Internet Engineering Task Force | A.D. Durand |
Internet-Draft | R.P. Penno |
Intended status: Standards Track | Juniper Networks |
Expires: April 27, 2012 | October 25, 2011 |
Stateless Deterministic NAT
draft-penno-softwire-sdnat-00
This memo define a simple stateless and deterministic mode of operating a carrier-grade NAT in both a NAT444 and DS-Lite environment.
This Internet-Draft is submitted in full conformance with the provisions of BCP 78 and BCP 79.
Internet-Drafts are working documents of the Internet Engineering Task Force (IETF). Note that other groups may also distribute working documents as Internet-Drafts. The list of current Internet- Drafts is at http://datatracker.ietf.org/drafts/current/.
Internet-Drafts are draft documents valid for a maximum of six months and may be updated, replaced, or obsoleted by other documents at any time. It is inappropriate to use Internet-Drafts as reference material or to cite them other than as "work in progress."
This Internet-Draft will expire on April 27, 2012.
Copyright (c) 2011 IETF Trust and the persons identified as the document authors. All rights reserved.
This document is subject to BCP 78 and the IETF Trust's Legal Provisions Relating to IETF Documents (http://trustee.ietf.org/license-info) in effect on the date of publication of this document. Please review these documents carefully, as they describe your rights and restrictions with respect to this document. Code Components extracted from this document must include Simplified BSD License text as described in Section 4.e of the Trust Legal Provisions and are provided without warranty as described in the Simplified BSD License.

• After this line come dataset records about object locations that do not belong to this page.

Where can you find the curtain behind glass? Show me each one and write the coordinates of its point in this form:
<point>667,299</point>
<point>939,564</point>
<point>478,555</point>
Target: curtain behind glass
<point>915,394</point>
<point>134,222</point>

NAT444 and DS-Lite [RFC6333],are two solutions to deal with the IPv4 exhaustion problem. NAT444 solves it by introducing a second layer of NAT in the ISP network. DS-Lite solves it by decoupling the deployment of IPv6 in the access network from the deployment of IPv6 in the applications. DS-Lite is based on a combination of IPv4 over IPv6 encapsulation and a carrier grade NAT (CGN).

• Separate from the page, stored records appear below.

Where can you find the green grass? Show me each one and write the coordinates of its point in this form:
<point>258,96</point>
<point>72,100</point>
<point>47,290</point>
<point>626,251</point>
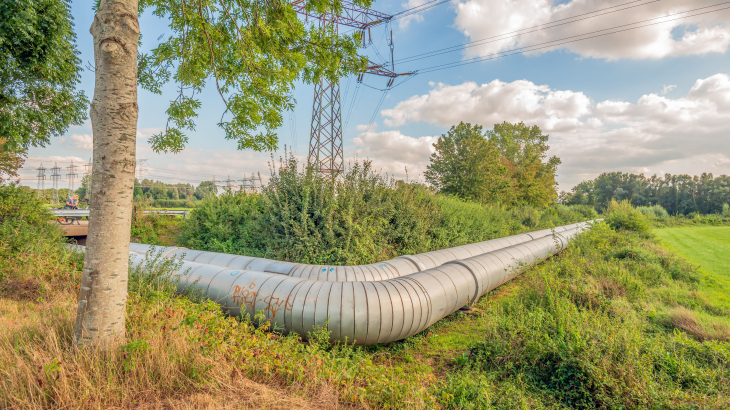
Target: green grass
<point>615,321</point>
<point>709,248</point>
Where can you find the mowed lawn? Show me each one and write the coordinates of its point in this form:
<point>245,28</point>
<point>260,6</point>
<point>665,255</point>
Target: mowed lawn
<point>708,247</point>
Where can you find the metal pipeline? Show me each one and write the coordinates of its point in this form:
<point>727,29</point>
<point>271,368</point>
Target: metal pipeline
<point>397,267</point>
<point>363,311</point>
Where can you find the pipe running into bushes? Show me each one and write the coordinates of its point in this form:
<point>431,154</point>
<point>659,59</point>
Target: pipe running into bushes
<point>398,267</point>
<point>367,304</point>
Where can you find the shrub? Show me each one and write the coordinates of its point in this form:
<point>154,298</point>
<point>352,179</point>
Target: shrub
<point>152,228</point>
<point>360,217</point>
<point>654,211</point>
<point>613,322</point>
<point>173,203</point>
<point>32,258</point>
<point>623,216</point>
<point>228,224</point>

There have been a number of efforts at IETF to evolve the DS-Lite model by moving the NAT function from a centralized, stateful carrier grade NAT to the CPEs by allocating a fixed number of ports to each customer. The provider equipment would then only do the decapsulation of the IPv4 traffic, providing a stateless operation model, where a number of those relay devices could be operated independently in the ISP network. One drawback of such design, is that the service provider looses some flexibility on how ports are allocated. In particular, The IPv6 and global IPv4 address spaces are mapped to each over, making it difficult for an ISP to add or remove addresses from the NAT pool. Another drawback is that the number of IPv4 port allocated per subscriber is encoded in the IPv6 address. This results in a renumbering event when the ISP want to change the IPv4 oversubscription ratio.

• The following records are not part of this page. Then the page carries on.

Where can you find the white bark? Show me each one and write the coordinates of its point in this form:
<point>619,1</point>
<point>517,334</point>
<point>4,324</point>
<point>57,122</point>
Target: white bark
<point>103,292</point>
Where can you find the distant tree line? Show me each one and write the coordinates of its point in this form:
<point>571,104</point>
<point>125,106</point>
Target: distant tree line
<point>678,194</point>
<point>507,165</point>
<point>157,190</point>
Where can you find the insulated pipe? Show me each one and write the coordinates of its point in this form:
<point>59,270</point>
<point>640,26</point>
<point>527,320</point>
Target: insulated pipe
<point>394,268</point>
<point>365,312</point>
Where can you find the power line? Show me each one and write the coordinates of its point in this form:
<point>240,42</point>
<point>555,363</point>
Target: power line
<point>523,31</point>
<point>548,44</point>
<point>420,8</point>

Another direction has been to define a deterministic operation model for NAT444 CGNs, where ports are statically distributed to users on that CGN. A deterministic mapping function is defined to convert an internal address to an external address and port range. This mapping function is reversible, eliminating the need to keep logs for abuse/LEA purpose. However, such a deterministic NAT still need to maintain per connection state and as such is not stateless.
This proposal enhance the deterministic NAT model. By offering a fully programmatic mapping of the complete NAT binding, it enables a carrier-grade NAT/ AFTR to become completely stateless and deterministic. This model of operation applies similarly to DS-Lite and NAT444 environments.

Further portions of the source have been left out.